There are also situations where the slope of the terrain changes from point to point and a series of level walkways will be required between runs of stairs.
In the following sections, I will explain both scenarios in more detail. Please note that this page assumes you already know how to layout and cut stair stringers. If you need a refresher, read the building stairs tutorial.
In this scenario, our design requires access to be built from a first floor landing to a second floor landing. A mid level landing is required as per design specifications. The height of the second floor is 110 inches above the first floor. Enter this number into the stair calculator in the Total Rise field. Since the default values in the remaining input fields are ideal, we will leave them alone. Click Calculate Stairs.

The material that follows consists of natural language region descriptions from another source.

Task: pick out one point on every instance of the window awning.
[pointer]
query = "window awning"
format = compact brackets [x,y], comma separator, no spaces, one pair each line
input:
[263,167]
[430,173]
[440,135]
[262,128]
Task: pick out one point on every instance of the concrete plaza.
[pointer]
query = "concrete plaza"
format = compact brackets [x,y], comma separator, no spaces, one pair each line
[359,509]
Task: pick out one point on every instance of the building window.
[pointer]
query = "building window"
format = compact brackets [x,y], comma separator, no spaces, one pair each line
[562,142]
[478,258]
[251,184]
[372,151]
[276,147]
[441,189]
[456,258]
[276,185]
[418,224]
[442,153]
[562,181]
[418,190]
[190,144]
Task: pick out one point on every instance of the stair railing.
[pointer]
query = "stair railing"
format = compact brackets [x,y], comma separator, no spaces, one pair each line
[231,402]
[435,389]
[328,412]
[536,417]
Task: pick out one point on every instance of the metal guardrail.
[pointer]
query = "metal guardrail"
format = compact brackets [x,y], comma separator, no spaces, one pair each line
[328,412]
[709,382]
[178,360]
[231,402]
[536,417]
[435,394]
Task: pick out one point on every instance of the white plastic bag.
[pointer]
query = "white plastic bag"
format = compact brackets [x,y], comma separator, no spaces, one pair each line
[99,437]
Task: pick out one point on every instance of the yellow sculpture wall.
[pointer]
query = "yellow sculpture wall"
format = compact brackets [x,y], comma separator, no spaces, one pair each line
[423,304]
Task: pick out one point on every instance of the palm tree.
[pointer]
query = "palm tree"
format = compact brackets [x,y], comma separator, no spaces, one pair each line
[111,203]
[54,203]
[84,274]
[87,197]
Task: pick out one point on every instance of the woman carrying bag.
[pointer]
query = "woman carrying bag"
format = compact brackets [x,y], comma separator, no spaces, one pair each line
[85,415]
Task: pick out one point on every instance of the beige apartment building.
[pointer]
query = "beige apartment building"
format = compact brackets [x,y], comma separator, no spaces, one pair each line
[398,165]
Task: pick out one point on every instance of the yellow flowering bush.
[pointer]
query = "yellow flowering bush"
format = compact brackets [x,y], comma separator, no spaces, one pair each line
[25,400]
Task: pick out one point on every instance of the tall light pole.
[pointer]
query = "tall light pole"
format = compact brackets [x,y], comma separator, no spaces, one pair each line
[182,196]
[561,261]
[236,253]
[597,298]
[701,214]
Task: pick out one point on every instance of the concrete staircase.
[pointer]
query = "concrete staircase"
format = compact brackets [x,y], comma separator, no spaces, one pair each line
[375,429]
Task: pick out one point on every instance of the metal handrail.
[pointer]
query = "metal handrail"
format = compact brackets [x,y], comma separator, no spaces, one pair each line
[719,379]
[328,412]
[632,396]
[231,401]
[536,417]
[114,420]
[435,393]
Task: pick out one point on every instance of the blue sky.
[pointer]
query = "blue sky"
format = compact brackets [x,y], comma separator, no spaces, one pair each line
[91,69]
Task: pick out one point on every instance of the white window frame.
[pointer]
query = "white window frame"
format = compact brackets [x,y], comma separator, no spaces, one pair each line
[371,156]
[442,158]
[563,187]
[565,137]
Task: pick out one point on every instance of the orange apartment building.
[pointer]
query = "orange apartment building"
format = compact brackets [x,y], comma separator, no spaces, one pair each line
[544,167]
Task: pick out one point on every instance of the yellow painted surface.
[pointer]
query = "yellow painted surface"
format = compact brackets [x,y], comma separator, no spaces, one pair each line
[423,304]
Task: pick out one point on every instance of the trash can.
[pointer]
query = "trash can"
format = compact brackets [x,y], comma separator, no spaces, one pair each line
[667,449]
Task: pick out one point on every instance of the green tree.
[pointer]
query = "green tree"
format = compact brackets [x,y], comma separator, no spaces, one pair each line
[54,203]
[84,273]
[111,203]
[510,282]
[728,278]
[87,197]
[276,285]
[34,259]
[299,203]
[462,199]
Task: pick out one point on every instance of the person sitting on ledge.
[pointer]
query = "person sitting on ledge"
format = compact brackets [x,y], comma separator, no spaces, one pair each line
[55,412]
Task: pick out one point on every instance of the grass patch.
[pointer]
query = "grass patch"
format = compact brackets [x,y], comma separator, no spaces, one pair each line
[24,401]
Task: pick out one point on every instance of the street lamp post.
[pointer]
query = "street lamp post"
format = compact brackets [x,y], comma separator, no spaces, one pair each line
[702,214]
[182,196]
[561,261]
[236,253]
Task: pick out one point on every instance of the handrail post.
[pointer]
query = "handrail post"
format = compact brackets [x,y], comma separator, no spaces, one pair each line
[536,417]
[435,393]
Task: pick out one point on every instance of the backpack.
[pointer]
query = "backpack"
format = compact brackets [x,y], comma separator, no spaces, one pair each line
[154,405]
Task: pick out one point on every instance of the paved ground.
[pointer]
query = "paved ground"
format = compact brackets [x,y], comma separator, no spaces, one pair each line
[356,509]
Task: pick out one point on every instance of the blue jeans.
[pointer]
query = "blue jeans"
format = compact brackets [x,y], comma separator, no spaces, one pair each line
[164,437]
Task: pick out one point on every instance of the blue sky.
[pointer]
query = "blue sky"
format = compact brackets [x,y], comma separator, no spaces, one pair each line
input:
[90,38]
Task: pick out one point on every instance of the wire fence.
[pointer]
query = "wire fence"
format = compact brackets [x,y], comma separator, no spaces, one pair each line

Note that since there is a mid-level landing in this design, the Total Run results do not apply. The Total Run only applies to a single straight run of stairs.
The height of each step is 6 7/8 inches. The mid-level landing counts as a step in this design. Both upper stair stringers and lower stair stringers have the same number of treads.
It doesn't have to be this way, you can place a landing anywhere along the stair run that serves your needs. You can move it to where you have one more step at the top and one less step at the bottom.
The height of the landing is determined by where it is located along the stair run. In this design, since it is half way from the top level, it is 8 steps high (8 x height of each step (6 7/8) equals 55 inches).
The horizontal positioning of the mid-level landing is determined by the number of treads on the stair run. In this case, it is 7 (7 x tread depth (10.5) equals 73.5 inches).
Build the landing at the specified height and distance and add the stringers as shown in the above drawing. For more information about building stairs with landings, visit building stairs and stair calculator.
In this scenario, the horizontal distance between the lower level (A) and the upper level (D) is far apart, making the tread depth in a typical stringer design, uncomfortable for walking and impractical to build.
The height between the lower slab/landing (A) and the upper deck/landing (D) is 58 inches. Enter this number in the Total Rise field. Accept the other default input values and press Calculate Stairs.
The results from the stair calculator indicates that the typical step height is 7 1/4 inches, and a total number of 8 steps (risers). In the diagram shown above, you may have noticed that the landing is in the middle, and that the height between the lower level (A) and (C) is the same between (C) and (D).
You could have placed the mid-level landing (C) at the same level as the third step, leaving 5 steps between (C) and (D). It all depends on your terrain and design requirements.